さらに、毎年合計50回ほど現地にバイヤーが足を運び、毎シーズン約500種類の商品を厳選して提供しています。
――総菜は店内調理が中心ですか
倉持 煮豆屋として始まった当社は、店内調理の総菜がメインです。国産こめ油を使ったり、肉の三浦屋として上質な精肉を使用したり、好評を得ています。
いなげやに製造事業は譲渡したのですが、現在でも連携しており、一部商品はセンター加工となります。
60~80代のお客様が多いのですが、若い人にも来ていただきたいので、ファミリー向け商品開発を強化します。
――PBも充実していますね
倉持 年間5000本を売り上げる「何度でもかけたくなるビストロ秘伝のドレッシング」など、バイヤーがこだわりを持って開発した商品がそろっています。
神話の郷・島根県で作られる「仁多米こしひかり」は、出雲風土記で「オオクニヌシノミコト」が良質な米がとれるといったとされる地域で生産されています。そのような物語のある商品を三浦屋ブランドとして販売させていただいています。
――バイヤーが厳選したグルメが人気ですね
倉持 ほかのスーパー・百貨店にない商品が買えると好評です。
11月2日~11日、毎年人気の「山陰フェア」を開催します。バイヤーが20年かけて山陰エリアで出会ってきた一押しのグルメを用意しています。
――今後の出店計画を教えてください
倉持 3~5年で、中央線・西武新宿線沿線に3店舗くらいオープンできればと考えています。
――どのような販促を行っていますか
倉持 月2回、新聞の折り込みチラシを活用しています。販促も原点回帰で、店内の手書きPOP、手書きのチラシを配布するなど、温かみのある施策を大事にしています。DXも検討していますが、販促も手書きのような温かみのある部分を重視したいですね。
――次の100年への抱負をお願いします
倉持 昔から三浦屋は「和風」に強く、現在でも和菓子、だし・のりといった乾物、地方グルメに強みを持っています。

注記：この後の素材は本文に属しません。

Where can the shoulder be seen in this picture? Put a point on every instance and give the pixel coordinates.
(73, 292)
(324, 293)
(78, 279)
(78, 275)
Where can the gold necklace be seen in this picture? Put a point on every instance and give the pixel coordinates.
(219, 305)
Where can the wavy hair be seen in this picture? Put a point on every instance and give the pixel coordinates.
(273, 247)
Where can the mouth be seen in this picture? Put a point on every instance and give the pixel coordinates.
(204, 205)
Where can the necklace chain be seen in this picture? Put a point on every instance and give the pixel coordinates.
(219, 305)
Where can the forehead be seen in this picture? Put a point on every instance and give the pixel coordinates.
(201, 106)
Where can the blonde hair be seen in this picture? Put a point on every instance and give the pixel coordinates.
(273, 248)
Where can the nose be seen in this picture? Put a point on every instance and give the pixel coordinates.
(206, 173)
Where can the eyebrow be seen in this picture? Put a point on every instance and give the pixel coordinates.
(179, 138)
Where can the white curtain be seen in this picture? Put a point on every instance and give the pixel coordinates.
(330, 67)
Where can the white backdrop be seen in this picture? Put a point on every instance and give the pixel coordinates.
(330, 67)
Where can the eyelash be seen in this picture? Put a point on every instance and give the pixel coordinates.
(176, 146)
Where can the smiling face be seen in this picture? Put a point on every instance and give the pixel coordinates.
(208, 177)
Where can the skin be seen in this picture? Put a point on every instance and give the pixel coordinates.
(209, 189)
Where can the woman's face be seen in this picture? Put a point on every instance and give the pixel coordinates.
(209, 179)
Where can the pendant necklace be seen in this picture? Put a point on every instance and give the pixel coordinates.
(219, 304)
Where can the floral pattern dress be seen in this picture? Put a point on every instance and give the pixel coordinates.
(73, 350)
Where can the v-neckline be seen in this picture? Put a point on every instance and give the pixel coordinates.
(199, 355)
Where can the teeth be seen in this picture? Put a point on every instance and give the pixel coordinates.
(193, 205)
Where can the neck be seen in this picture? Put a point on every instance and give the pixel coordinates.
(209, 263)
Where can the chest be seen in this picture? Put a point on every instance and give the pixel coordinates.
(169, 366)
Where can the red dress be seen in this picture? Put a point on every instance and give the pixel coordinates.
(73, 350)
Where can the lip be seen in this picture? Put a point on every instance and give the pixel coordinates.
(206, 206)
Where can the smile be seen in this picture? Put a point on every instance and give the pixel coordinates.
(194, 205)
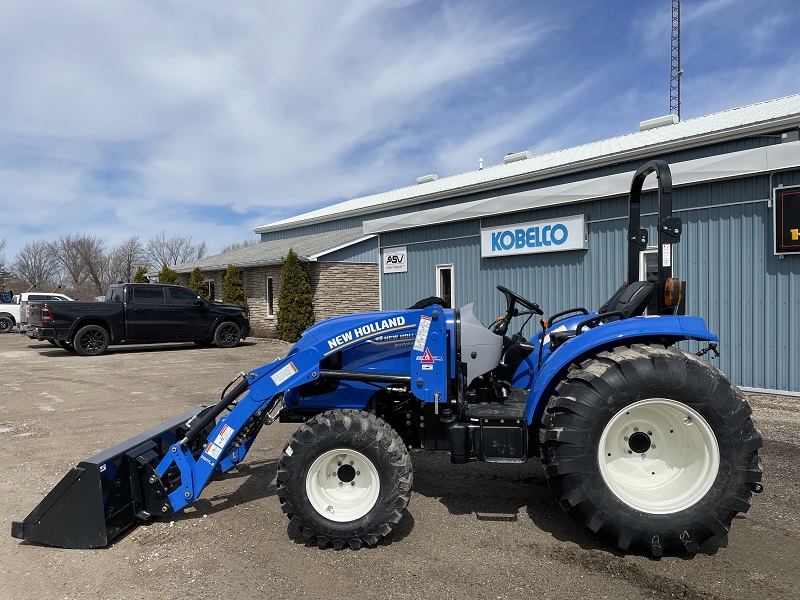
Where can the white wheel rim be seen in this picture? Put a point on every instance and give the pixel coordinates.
(658, 456)
(342, 485)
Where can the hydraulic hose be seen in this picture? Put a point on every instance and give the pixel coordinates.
(207, 417)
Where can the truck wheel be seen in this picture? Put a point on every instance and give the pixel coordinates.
(227, 335)
(344, 479)
(90, 340)
(6, 324)
(651, 448)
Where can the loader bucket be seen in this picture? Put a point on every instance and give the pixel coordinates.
(107, 493)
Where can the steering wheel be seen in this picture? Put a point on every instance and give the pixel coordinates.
(500, 327)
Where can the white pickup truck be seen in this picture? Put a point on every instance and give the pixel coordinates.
(14, 314)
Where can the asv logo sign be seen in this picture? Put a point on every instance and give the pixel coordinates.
(530, 238)
(395, 260)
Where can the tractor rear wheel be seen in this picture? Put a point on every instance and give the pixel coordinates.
(651, 448)
(345, 479)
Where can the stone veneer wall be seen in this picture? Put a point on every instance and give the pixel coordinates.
(339, 289)
(343, 288)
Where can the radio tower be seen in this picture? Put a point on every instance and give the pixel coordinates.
(675, 61)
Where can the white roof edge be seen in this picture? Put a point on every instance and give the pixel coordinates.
(725, 166)
(718, 135)
(324, 252)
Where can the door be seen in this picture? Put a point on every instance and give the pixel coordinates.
(148, 316)
(190, 318)
(445, 284)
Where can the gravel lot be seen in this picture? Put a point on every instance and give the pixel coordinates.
(472, 531)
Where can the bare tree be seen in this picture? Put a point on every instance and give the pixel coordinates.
(91, 251)
(65, 252)
(125, 258)
(242, 244)
(172, 251)
(35, 264)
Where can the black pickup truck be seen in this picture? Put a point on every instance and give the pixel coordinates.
(141, 314)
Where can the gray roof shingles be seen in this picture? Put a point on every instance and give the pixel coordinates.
(273, 251)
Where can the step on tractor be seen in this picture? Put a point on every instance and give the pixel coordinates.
(646, 445)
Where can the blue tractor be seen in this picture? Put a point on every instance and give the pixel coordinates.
(643, 443)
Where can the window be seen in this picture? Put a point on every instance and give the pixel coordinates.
(270, 298)
(148, 295)
(445, 284)
(182, 296)
(648, 271)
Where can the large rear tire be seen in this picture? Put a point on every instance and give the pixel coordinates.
(91, 340)
(345, 479)
(651, 448)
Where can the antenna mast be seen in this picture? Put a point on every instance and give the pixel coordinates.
(675, 61)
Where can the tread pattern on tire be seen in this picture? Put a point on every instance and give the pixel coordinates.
(584, 402)
(339, 428)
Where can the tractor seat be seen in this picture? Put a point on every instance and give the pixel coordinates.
(630, 300)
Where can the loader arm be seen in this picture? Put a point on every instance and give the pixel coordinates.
(167, 468)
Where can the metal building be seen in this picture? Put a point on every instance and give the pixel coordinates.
(458, 237)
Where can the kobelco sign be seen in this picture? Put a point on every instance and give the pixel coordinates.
(528, 238)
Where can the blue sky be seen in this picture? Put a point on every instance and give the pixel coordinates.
(210, 118)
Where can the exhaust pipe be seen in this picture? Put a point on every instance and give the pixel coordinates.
(106, 494)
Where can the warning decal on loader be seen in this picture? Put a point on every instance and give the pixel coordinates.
(422, 333)
(284, 373)
(223, 436)
(213, 450)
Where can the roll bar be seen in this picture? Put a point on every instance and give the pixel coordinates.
(669, 227)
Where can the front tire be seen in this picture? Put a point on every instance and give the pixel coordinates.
(345, 479)
(651, 448)
(91, 340)
(227, 335)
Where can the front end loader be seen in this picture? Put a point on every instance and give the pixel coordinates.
(644, 444)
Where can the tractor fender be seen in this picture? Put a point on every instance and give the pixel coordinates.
(604, 337)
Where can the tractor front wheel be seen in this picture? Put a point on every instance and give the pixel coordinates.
(651, 448)
(344, 479)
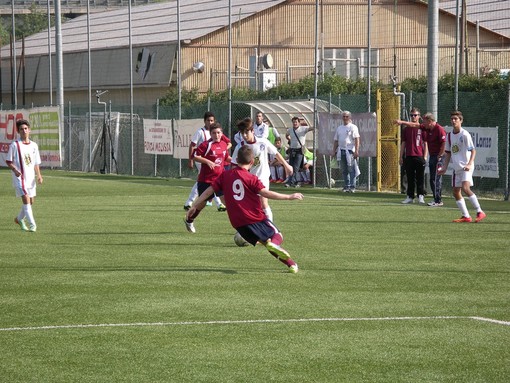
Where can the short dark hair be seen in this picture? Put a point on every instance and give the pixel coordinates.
(22, 122)
(215, 125)
(245, 124)
(244, 155)
(457, 113)
(209, 114)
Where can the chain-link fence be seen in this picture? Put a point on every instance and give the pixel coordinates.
(116, 145)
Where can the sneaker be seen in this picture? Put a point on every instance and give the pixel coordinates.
(21, 224)
(279, 251)
(189, 226)
(480, 216)
(463, 219)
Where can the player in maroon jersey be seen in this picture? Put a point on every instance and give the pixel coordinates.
(212, 154)
(241, 191)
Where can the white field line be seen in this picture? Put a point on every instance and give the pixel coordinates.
(229, 322)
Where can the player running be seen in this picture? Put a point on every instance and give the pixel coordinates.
(241, 190)
(212, 154)
(261, 148)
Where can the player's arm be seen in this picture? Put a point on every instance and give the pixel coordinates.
(280, 159)
(200, 201)
(191, 154)
(407, 123)
(274, 195)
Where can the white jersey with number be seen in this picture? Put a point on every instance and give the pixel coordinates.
(262, 148)
(25, 157)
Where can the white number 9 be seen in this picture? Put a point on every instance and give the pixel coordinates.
(238, 190)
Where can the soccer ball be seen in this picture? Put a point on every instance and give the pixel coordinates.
(239, 240)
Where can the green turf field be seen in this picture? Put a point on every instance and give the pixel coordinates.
(112, 288)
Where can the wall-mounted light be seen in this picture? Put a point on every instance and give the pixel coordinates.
(198, 67)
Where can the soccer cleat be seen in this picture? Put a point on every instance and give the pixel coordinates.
(189, 226)
(480, 216)
(277, 250)
(462, 219)
(21, 224)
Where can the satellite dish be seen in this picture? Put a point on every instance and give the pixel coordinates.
(198, 67)
(267, 61)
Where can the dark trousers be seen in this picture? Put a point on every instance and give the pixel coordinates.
(436, 181)
(295, 160)
(415, 170)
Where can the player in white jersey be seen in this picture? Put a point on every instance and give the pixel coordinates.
(260, 129)
(460, 152)
(23, 159)
(261, 148)
(200, 136)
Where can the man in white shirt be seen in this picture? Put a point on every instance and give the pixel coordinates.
(346, 149)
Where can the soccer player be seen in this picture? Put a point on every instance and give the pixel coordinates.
(23, 159)
(241, 191)
(461, 152)
(201, 135)
(212, 154)
(262, 148)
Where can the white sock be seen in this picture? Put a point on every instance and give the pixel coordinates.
(217, 201)
(27, 209)
(192, 195)
(269, 213)
(474, 201)
(461, 204)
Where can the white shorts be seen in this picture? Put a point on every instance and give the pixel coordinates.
(460, 176)
(20, 192)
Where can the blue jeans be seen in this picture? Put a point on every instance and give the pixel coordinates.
(348, 169)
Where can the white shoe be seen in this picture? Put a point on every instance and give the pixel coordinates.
(189, 226)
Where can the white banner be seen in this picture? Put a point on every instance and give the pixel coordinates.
(183, 133)
(486, 146)
(366, 123)
(44, 130)
(157, 137)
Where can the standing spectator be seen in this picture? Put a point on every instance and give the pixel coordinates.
(276, 168)
(261, 148)
(212, 154)
(241, 190)
(414, 148)
(346, 149)
(460, 151)
(436, 139)
(23, 159)
(297, 141)
(200, 136)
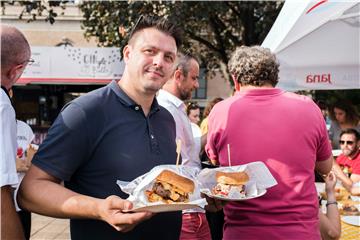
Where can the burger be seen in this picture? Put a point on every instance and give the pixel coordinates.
(230, 183)
(170, 187)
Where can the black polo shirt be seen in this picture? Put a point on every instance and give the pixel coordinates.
(104, 136)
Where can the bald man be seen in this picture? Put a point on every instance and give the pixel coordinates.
(15, 55)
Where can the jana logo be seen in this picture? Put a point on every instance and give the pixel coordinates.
(319, 78)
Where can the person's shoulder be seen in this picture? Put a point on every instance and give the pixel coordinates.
(164, 112)
(22, 124)
(298, 97)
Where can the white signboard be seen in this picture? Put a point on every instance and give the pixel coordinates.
(73, 65)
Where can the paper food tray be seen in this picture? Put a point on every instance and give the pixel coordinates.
(136, 190)
(260, 179)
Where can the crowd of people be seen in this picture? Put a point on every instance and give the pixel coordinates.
(123, 130)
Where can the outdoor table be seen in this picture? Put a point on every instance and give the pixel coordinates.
(348, 231)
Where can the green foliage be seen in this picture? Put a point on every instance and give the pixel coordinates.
(212, 29)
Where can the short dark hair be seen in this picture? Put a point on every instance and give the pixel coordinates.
(255, 66)
(162, 24)
(351, 131)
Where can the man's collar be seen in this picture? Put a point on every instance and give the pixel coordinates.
(171, 98)
(126, 100)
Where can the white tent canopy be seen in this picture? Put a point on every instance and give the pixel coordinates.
(317, 44)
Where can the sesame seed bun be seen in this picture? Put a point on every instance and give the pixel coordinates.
(182, 183)
(232, 178)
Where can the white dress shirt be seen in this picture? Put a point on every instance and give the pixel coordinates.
(189, 154)
(177, 108)
(8, 143)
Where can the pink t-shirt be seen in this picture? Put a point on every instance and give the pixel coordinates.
(288, 133)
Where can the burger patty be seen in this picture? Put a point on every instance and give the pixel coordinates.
(159, 190)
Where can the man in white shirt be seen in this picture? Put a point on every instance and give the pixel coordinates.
(15, 55)
(172, 96)
(25, 136)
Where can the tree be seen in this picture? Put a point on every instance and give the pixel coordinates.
(212, 29)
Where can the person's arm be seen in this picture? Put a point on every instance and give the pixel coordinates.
(324, 167)
(11, 227)
(330, 226)
(56, 201)
(203, 141)
(345, 181)
(355, 177)
(355, 191)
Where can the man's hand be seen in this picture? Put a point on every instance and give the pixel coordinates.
(21, 165)
(213, 205)
(111, 211)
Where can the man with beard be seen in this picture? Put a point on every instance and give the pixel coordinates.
(115, 132)
(349, 159)
(172, 96)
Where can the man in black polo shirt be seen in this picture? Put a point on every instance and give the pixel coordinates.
(116, 132)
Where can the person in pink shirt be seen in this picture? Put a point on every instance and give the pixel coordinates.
(284, 130)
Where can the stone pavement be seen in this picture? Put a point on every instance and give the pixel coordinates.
(46, 228)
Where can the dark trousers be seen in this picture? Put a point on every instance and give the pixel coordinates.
(25, 218)
(216, 223)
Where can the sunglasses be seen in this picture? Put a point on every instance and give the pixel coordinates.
(347, 142)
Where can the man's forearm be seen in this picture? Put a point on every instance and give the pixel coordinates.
(11, 227)
(56, 201)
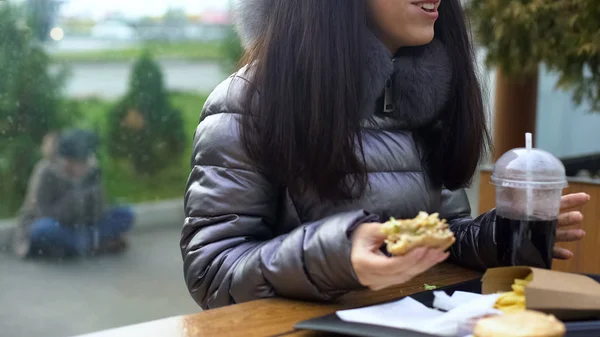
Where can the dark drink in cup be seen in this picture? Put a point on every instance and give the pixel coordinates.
(525, 242)
(529, 184)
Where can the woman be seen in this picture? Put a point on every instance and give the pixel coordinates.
(64, 212)
(350, 111)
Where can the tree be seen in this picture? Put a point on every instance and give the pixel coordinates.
(144, 127)
(232, 50)
(563, 35)
(519, 35)
(31, 104)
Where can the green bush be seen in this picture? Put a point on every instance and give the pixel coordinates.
(31, 104)
(144, 127)
(563, 35)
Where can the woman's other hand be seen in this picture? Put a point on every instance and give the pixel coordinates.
(568, 219)
(376, 270)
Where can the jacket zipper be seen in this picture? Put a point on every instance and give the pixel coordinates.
(388, 100)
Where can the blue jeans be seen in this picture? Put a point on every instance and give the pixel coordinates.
(48, 235)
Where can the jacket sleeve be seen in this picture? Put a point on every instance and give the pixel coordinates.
(474, 247)
(229, 244)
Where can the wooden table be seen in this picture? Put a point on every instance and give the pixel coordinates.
(277, 317)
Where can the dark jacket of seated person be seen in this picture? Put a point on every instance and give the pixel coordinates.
(64, 212)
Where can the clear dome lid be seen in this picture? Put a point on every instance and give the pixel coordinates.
(529, 168)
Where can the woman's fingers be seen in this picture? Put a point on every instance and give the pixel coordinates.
(570, 201)
(570, 219)
(562, 253)
(569, 235)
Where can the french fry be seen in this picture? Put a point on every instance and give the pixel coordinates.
(514, 301)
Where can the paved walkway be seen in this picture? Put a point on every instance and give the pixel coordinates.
(41, 298)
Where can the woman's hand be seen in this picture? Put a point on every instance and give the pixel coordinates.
(569, 218)
(377, 271)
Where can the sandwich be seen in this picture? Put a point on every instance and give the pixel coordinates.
(526, 323)
(423, 231)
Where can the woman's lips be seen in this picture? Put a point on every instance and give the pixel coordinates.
(428, 7)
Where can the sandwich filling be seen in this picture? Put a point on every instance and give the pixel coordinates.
(423, 231)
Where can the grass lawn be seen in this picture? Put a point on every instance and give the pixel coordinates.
(189, 51)
(122, 183)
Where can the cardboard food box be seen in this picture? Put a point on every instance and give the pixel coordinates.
(567, 296)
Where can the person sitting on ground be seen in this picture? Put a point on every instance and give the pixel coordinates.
(64, 213)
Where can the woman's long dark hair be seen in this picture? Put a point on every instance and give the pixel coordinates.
(457, 147)
(303, 129)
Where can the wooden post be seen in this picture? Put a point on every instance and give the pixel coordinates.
(515, 111)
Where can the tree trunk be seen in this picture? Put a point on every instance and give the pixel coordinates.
(515, 111)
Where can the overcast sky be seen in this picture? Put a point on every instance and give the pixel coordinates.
(137, 8)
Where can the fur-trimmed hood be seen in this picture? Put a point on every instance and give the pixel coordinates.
(420, 76)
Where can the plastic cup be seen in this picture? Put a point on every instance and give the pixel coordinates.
(529, 185)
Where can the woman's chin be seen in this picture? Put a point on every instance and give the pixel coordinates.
(421, 39)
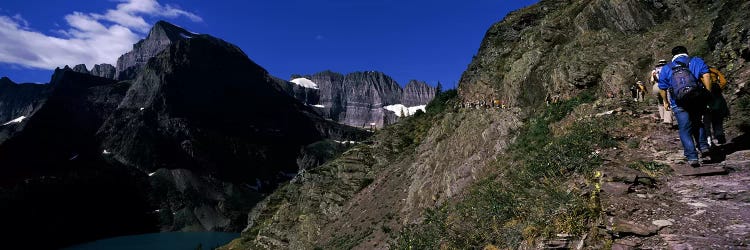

こだわりPB、厳選されたグルメが販売できるのも、地方の生産地・メーカーなどと長年信頼関係を築いてきたからこそです。地方のこだわり商品は量産できないので、当社のような小規模スーパーだからこそ、調達して、ご紹介できるメリットがあります。
大手チェーンストアとの違いを出し、生き残っていくには、今がチャンスだと考えています。オーナー時代の昔ながらのやり方に回帰し、さらに成長していきたいと思います。